Dari tabel tersebut diperoleh bahwa kurikulum 2013
tidak memberi beban berat pada guru. Namun, hal ini bertolak belakang dengan
tingkat kesulitan materi yang ada pada buku kurikulum 2013. Materi matematika
yang diajarkan di kelas VII dengan kurikulum 2013 antara lain: himpunan,
bilangan, garis dan sudut, segiempat dan segitiga, perbandingan dan skala,
persamaan dan pertidaksamaan linier satu variable, aritmatika social,
transformasi, statistika, dan peluang. Jika dibandingkan dengan materi
matematika kelas VII dengan kurikulum 2006 terlihat banyak materi yang baru
muncul di kelas VII ini, seperti transformasi, statistika, dan peluang.
Perhatikan contoh soal latihan yang terlihat pada
gambar berikut.
Misalkan, penulis mengambil sampel pada soal-soal
latihan suatu bab. Soal-soal tersebut terdapat pada uji kompetensi 2.7 bab
bilangan di halaman 157 buku BSE kurikulum 2013. Jika dikaji lebih lanjut tentu
banyak menimbulkan pertanyaan. Adapun hal-hal yang dapat penulis kaji adalah
sebagai berikut:
1.
Pada soal nomor
(1), penulis kurang tepat dalam penulisan soal. Lebih tepatnya jika dituliskan
“Ubahlah bilangan-bilangan berikut ke dalam bentuk a/b dengan a,b bilangan
bulat dan b≠0.”.
2.
Pada soal nomor
(4), siswa diberikan pertanyaan yang setara dengan soal olimpiade. Dengan pola
pikir siswa yang masih konkrit, tentu saja soal tersebut akan sangat sulit bagi
siswa. Selain itu, guru yang biasanya mengajar kelas VII dituntut memiliki
kemampuan yang lebih untuk memberikan soal-soal sulit kepada siswa, termasuk
cara membuat siswa paham dengan langkah-langkah pengerjaan soal.
3.
Pada soal nomor
(5), (6) dan (7), selain dianggap soal yang sangat sulit, siswa pun belum diajarkan
aljabar sebelumnya. Sehinggga dikhawatirkan apabila bertemu dengan ‘huruf’
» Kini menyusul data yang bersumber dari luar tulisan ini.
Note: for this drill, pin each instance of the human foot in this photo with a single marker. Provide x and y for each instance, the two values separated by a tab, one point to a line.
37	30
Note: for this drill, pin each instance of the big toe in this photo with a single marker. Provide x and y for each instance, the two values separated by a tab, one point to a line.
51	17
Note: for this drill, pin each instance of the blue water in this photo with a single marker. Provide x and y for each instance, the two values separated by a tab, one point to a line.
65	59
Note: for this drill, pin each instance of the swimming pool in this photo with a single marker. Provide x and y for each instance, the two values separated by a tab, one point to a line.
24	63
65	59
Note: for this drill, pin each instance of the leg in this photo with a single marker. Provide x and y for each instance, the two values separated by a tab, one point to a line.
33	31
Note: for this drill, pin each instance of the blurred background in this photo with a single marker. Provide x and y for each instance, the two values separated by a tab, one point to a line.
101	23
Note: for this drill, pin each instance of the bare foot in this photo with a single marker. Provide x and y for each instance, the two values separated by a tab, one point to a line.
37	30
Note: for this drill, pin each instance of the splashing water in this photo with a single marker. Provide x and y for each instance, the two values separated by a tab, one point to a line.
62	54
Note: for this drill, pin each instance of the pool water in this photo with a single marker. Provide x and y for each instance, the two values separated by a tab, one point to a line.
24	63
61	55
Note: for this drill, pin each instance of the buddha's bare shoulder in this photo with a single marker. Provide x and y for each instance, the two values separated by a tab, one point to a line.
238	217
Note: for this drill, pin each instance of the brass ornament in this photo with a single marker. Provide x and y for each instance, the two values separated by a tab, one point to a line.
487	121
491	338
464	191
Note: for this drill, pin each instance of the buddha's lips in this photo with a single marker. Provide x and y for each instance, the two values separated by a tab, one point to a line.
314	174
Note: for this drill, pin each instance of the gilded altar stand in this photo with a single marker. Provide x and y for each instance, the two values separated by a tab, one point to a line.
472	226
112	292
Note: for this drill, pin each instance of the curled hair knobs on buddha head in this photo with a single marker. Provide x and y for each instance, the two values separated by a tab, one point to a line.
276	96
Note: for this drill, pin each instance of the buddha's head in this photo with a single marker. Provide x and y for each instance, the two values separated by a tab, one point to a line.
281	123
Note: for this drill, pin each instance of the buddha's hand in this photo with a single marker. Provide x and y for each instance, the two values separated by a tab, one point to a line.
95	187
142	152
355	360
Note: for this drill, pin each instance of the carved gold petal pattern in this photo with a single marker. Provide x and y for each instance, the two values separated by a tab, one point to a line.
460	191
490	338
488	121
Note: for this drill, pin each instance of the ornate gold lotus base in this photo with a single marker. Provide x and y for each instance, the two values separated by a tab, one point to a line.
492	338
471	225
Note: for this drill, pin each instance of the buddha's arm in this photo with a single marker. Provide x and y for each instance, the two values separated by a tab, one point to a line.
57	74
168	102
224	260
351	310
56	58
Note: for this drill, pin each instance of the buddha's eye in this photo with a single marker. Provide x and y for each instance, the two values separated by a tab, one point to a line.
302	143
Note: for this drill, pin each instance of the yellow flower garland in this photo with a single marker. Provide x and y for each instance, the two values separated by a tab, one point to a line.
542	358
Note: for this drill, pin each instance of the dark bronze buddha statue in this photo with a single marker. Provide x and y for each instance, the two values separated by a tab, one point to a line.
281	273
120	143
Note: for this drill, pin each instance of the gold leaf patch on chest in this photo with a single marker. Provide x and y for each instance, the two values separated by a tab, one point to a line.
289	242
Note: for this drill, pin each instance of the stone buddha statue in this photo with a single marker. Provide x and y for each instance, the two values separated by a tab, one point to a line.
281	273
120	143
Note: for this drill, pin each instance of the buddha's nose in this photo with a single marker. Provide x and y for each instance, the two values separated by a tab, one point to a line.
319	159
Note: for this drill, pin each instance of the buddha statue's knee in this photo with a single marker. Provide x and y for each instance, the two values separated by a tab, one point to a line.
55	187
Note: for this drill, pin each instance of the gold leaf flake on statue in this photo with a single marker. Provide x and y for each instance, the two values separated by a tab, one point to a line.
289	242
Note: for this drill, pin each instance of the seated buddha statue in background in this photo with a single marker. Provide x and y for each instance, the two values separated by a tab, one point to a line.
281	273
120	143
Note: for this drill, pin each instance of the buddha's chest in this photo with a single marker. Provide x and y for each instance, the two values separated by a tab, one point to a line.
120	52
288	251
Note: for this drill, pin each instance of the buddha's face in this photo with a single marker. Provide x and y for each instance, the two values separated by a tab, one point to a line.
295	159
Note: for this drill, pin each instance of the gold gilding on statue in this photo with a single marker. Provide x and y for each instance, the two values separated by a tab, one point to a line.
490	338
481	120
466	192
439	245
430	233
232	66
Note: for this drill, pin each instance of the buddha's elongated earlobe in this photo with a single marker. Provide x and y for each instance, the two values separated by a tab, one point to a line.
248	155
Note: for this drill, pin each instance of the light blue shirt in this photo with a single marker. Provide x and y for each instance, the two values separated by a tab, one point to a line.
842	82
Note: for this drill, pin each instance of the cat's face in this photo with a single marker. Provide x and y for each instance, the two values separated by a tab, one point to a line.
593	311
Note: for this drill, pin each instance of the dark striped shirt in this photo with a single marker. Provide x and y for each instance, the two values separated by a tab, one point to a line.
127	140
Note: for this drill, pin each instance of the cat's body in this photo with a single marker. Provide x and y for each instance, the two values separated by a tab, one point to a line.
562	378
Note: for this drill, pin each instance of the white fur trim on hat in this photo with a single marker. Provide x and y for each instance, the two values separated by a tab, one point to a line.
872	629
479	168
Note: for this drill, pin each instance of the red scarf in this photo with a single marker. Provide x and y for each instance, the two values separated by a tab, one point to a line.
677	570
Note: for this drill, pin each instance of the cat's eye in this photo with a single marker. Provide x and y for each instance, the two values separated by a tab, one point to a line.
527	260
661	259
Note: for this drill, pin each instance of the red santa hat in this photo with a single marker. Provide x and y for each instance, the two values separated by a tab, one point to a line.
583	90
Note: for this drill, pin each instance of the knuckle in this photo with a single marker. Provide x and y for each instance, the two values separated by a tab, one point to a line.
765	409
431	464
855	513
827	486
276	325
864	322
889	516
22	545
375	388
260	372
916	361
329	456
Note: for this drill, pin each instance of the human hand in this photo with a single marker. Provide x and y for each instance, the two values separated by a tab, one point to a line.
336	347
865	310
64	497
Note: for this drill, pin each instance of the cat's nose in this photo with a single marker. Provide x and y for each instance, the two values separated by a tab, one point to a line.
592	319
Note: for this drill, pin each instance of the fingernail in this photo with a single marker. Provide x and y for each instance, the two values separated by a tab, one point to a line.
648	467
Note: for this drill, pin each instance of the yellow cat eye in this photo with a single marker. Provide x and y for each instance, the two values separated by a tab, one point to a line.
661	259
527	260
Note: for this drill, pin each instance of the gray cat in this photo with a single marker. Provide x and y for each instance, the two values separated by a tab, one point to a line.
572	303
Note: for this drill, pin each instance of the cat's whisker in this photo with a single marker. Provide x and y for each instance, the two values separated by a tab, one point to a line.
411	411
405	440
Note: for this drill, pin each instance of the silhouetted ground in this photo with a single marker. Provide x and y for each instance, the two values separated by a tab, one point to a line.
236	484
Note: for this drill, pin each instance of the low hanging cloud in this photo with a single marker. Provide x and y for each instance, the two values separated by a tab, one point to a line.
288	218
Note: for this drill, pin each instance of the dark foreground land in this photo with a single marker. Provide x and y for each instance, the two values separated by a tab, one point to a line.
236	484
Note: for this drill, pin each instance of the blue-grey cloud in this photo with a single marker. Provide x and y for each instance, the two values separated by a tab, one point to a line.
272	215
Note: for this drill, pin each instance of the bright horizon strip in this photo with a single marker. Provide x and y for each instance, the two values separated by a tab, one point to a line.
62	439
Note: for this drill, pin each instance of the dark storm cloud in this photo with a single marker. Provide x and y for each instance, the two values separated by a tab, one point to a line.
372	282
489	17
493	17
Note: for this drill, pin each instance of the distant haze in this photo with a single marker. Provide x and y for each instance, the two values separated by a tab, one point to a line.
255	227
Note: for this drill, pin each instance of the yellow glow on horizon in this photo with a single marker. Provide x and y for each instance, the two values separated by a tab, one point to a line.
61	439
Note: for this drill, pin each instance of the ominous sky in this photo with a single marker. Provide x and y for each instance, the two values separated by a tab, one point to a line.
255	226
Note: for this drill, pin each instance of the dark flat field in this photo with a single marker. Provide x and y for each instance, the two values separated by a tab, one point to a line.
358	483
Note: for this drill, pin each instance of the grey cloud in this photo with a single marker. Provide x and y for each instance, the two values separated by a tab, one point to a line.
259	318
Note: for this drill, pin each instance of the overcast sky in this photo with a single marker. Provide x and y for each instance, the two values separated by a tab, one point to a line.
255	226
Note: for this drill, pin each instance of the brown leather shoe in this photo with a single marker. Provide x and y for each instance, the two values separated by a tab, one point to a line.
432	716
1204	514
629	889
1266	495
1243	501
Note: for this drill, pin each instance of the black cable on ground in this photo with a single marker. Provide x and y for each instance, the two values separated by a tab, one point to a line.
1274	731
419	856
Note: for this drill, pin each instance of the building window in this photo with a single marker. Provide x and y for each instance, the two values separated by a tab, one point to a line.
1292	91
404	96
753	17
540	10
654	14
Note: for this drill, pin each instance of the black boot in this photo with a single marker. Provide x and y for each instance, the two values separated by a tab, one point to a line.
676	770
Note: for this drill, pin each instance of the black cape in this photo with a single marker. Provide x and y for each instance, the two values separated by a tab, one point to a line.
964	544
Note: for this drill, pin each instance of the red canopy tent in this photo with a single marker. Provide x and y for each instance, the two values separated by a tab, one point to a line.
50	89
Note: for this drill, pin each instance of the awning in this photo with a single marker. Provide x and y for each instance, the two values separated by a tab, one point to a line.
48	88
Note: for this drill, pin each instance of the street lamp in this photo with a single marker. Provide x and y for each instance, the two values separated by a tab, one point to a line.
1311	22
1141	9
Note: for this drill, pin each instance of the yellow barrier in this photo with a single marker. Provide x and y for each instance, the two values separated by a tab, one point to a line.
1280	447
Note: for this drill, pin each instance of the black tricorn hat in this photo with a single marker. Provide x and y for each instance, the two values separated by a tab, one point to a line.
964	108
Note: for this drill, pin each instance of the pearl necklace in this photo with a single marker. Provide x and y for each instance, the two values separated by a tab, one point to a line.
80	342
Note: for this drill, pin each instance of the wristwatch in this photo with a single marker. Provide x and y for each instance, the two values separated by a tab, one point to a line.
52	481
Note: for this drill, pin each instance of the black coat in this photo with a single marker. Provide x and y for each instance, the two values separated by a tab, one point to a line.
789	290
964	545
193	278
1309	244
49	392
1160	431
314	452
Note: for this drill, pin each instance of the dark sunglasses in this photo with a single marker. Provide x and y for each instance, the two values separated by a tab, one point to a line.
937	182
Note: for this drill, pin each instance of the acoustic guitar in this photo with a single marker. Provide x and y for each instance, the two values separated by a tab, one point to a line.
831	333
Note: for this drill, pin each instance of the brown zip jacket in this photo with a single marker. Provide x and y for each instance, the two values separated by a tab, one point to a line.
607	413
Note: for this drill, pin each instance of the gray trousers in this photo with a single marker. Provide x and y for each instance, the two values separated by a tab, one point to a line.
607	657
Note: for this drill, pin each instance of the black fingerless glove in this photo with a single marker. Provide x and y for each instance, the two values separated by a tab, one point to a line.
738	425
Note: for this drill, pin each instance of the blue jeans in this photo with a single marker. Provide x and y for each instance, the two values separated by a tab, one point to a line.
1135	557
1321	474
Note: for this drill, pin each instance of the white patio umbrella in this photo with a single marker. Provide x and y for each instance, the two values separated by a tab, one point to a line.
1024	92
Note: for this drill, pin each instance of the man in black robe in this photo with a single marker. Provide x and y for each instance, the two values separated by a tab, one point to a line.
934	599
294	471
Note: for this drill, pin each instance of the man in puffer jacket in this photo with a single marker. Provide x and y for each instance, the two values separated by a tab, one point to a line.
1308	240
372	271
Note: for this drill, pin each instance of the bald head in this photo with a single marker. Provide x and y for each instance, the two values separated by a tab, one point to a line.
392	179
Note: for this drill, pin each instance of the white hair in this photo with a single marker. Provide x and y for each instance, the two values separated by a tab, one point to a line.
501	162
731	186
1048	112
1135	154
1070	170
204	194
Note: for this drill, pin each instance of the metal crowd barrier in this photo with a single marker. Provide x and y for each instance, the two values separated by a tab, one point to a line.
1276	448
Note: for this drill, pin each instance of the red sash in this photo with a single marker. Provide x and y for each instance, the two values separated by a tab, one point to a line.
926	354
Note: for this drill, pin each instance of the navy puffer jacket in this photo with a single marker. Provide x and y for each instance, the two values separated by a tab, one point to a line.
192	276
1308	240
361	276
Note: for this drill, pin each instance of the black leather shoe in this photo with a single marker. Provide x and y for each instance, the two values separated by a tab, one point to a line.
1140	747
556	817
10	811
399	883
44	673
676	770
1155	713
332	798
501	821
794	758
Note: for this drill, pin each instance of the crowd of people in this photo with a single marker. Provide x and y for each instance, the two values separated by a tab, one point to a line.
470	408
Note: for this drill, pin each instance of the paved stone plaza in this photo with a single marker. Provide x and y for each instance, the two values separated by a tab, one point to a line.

dalam soal matematika seperti ini akan menimbulkan kebingungan. Dalam hal ini
guru sangat berperan penting dalam mengantar siswa untuk memahami arah
penyelesaian soal.
4.
Pada soal nomor
(2), (3), dan (8), siswa disuguhkan soal pembuktian. Soal pembuktian adalah
soal dengan tingkat penalaran yang tinggi. Di samping itu, siswa SMP masih
berpola piker konkrit. Bisa dibayangkan dengan pola piker yang konkrit, siswa
diminta mengerjakan soal-soal pembuktian seperti yang diberikan di jenjang
perkuliahan.
Dengan berdasarkan pada jenjang pola piker komkrit
siswa SMP kelas VII yang berusia sekitar 10-12 tahun, tentu akan menimbulkan
perasaan takut untuk mengerjakan soal-soal seperti ini. Hal ini tentunya akan
berdampak pada ketertarikan siswa untuk matematika secara general. Apabila
siswa sering diminta mengerjakan soal seperti ini, bagaimana perasaan mereka?
Bukankah pendidikan itu adalah hak segala bangsa? Pendidikan yang seperti apa? Apakah
pemerintah dirasa bijak memberikan soal-soal seperti itu untuk siswa kelas VII
SMP?
Melihat pada tujuan awal dibuatnya kurikulum ini
ialah untuk mengurangi beban guru dan siswa serta member pendidikan karakter
yang lebih. Lalu, apakah beban siswa berkurang? Apakah beban guru berkurang?
Dan apakah pendidikan karakter sukses diterapkan dengan soal-soal seperti ini?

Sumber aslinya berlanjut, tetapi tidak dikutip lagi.